Palace Museum plans to sell all tickets online

Tourists crowded before the gate of Beijing's Palace Museum.

With the increasing presence of historic relics and paintings in Beijing's Palace Museum, flocks of visitors have been standing in long queues for hours just to get a glimpse of the items on display.

As a means of tackling complications resulting from the crowds of spectators, Shan Jixiang, head of the Palace Museum, recently revealed that the museum plans to cancel ticket windows and replace them with online tickets.

More ticket channels, such as online booking and two dimensional codes for cell phone users, have been developed in response to the fast growing number of visitors.
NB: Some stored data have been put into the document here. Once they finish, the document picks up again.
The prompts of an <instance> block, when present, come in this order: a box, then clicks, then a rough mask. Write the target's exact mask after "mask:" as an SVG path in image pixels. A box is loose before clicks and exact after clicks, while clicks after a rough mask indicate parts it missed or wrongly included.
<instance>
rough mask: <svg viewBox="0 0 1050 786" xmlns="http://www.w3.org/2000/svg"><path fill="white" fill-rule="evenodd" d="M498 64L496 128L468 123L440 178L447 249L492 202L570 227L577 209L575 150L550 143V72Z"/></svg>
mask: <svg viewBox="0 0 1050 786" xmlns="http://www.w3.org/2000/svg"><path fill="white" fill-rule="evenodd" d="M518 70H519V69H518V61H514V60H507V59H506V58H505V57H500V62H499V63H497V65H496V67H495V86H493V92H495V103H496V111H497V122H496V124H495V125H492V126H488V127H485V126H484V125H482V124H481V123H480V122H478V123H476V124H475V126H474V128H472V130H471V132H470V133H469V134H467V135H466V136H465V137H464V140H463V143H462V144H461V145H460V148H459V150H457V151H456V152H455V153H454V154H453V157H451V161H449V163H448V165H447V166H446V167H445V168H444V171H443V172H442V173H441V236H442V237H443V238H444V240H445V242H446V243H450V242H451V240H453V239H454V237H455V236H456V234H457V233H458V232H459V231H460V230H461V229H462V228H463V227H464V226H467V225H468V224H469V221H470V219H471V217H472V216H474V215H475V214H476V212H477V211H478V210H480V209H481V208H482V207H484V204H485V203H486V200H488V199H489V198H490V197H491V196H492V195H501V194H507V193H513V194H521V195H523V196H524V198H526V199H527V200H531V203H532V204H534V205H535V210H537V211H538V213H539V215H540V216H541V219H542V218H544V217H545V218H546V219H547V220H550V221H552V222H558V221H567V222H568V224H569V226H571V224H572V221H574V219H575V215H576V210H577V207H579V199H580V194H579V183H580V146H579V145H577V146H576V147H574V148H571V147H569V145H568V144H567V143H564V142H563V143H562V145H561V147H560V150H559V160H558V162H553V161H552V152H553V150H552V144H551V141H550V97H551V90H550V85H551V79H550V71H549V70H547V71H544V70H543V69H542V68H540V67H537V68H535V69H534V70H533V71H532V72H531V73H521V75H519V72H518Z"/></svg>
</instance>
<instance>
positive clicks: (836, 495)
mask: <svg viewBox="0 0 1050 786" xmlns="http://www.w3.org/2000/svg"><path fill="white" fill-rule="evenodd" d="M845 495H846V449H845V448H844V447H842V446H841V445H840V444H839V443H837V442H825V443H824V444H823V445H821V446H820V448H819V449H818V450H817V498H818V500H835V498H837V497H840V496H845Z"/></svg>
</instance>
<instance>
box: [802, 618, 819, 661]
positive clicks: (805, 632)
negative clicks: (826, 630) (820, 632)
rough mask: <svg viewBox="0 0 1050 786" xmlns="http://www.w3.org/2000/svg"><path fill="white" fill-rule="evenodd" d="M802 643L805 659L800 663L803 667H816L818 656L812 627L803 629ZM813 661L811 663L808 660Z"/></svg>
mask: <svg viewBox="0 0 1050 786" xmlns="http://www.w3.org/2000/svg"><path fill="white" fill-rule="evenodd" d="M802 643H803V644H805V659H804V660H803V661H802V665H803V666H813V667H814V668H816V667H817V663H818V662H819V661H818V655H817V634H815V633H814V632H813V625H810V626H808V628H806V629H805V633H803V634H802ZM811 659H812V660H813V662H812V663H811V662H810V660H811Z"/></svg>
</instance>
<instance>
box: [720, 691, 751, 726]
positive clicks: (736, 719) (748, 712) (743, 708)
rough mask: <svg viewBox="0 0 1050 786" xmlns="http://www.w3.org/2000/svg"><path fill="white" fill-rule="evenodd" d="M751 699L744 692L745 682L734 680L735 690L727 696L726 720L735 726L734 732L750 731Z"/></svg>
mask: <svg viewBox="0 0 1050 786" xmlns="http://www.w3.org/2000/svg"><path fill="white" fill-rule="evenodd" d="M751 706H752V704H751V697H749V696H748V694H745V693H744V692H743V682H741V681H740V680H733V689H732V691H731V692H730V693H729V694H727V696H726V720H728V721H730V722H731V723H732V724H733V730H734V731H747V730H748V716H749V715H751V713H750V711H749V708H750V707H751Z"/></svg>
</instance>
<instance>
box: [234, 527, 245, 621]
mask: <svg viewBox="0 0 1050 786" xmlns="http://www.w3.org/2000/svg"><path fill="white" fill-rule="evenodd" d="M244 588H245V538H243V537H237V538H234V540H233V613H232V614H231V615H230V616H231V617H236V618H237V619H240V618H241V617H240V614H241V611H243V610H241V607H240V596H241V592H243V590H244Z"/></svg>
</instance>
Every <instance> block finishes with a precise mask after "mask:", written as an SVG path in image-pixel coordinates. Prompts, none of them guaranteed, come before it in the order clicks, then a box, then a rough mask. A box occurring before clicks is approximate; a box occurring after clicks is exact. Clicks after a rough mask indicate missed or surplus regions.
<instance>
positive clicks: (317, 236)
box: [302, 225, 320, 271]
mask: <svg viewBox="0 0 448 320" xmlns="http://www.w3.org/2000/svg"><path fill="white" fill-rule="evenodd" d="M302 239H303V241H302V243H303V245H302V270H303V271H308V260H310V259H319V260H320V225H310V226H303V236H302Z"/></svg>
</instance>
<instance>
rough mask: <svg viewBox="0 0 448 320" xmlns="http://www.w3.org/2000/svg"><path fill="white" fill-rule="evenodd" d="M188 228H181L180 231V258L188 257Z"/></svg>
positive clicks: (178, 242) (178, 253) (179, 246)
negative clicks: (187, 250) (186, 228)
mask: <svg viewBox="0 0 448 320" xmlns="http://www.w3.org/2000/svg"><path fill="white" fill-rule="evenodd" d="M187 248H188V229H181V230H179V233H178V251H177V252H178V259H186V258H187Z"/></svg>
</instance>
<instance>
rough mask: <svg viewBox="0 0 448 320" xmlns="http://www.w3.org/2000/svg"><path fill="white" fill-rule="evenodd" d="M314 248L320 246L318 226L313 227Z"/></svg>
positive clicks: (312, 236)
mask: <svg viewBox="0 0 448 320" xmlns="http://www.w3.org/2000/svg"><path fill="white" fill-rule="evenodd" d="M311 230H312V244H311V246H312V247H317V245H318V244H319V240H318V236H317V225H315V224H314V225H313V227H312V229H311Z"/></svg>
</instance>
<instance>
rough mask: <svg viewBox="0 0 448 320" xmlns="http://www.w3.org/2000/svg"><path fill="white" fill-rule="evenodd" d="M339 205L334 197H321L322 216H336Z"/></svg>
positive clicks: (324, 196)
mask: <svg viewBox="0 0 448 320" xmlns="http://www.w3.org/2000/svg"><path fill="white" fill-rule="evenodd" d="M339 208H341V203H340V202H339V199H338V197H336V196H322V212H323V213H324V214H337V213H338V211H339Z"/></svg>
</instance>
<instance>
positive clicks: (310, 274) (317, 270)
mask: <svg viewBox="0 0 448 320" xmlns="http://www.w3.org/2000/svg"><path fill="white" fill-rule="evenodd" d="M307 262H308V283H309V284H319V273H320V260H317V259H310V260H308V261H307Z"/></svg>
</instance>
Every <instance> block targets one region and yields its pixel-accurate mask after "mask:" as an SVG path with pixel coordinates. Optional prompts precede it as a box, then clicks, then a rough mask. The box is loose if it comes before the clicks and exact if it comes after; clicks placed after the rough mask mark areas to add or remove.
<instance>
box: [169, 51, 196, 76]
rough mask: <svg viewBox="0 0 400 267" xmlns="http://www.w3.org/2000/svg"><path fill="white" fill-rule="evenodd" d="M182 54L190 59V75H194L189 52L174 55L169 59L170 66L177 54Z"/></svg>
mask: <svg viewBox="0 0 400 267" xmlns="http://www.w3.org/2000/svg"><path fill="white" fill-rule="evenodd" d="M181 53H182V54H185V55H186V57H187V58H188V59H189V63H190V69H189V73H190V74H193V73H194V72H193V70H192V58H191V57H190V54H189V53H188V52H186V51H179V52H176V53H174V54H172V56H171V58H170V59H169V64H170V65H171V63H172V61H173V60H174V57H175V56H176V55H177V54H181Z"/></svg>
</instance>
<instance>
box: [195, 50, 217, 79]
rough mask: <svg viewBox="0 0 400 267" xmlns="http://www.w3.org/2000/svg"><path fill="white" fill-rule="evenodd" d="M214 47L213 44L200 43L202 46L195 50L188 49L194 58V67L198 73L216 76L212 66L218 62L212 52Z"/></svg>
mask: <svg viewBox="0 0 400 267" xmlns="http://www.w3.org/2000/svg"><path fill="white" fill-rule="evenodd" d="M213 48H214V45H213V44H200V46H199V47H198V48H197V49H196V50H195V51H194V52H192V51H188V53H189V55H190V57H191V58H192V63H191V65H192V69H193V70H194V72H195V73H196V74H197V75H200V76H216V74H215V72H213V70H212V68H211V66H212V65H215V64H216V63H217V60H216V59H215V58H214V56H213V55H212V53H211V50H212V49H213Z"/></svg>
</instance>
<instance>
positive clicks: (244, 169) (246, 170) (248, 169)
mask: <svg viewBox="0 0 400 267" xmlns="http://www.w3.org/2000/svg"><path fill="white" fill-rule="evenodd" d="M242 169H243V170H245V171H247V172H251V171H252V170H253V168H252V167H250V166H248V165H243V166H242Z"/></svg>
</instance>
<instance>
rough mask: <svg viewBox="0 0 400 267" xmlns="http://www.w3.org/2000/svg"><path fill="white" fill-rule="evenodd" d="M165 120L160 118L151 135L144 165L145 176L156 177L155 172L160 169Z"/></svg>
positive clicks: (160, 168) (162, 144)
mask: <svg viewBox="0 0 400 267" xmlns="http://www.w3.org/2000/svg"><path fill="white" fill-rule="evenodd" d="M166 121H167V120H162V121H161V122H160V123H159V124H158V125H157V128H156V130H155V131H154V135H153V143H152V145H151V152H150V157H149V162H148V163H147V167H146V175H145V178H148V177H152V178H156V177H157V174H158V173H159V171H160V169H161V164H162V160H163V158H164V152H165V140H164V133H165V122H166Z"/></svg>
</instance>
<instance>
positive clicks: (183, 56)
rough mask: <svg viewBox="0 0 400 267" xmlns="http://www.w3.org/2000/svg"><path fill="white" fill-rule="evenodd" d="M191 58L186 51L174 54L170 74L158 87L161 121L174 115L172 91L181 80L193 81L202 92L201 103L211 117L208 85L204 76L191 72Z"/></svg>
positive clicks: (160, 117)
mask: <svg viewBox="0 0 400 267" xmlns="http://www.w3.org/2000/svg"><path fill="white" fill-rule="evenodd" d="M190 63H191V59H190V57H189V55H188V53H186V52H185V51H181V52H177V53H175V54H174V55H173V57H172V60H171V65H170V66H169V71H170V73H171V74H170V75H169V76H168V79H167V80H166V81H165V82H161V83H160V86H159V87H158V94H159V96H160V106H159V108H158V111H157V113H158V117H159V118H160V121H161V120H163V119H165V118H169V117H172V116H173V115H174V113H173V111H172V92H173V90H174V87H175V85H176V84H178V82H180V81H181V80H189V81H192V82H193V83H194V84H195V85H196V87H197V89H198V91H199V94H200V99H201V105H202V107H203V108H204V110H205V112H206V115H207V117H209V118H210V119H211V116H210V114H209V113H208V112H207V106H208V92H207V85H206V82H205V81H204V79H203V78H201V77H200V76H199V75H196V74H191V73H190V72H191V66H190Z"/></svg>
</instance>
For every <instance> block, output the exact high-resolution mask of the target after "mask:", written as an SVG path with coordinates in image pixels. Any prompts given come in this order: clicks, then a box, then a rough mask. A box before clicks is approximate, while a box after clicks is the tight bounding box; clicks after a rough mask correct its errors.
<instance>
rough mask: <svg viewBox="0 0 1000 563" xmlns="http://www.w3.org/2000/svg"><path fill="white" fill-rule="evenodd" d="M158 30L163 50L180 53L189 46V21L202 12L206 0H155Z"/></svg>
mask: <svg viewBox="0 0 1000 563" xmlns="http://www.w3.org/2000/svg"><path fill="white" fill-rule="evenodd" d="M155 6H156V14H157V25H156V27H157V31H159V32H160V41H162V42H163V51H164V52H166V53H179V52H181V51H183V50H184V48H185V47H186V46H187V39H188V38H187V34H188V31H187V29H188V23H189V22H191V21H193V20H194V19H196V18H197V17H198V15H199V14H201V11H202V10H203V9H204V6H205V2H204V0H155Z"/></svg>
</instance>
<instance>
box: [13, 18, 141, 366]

However, experts warn that shutting down ticket booths and substituting them with a digitalized system may deprive access for people above mid age to the museum.

"Even though we're opening more online channels for visitors to book tickets, I don't think we should have closed all the ticket windows considering those people who aren't accustomed to the online system," said Liu Simin, deputy director of Beijing Tourism Industry Association.

According to Liu, the tourism industry in China is very diverse. Many people don't arrange their trips scrupulously in advance. The complete digitalization of the ticket system is unfair to those people.

The Palace Museum has set a restriction on the maximum number of visitors at 80,000 people per day during the weeklong National Day holiday starting from Oct. 1, 2015.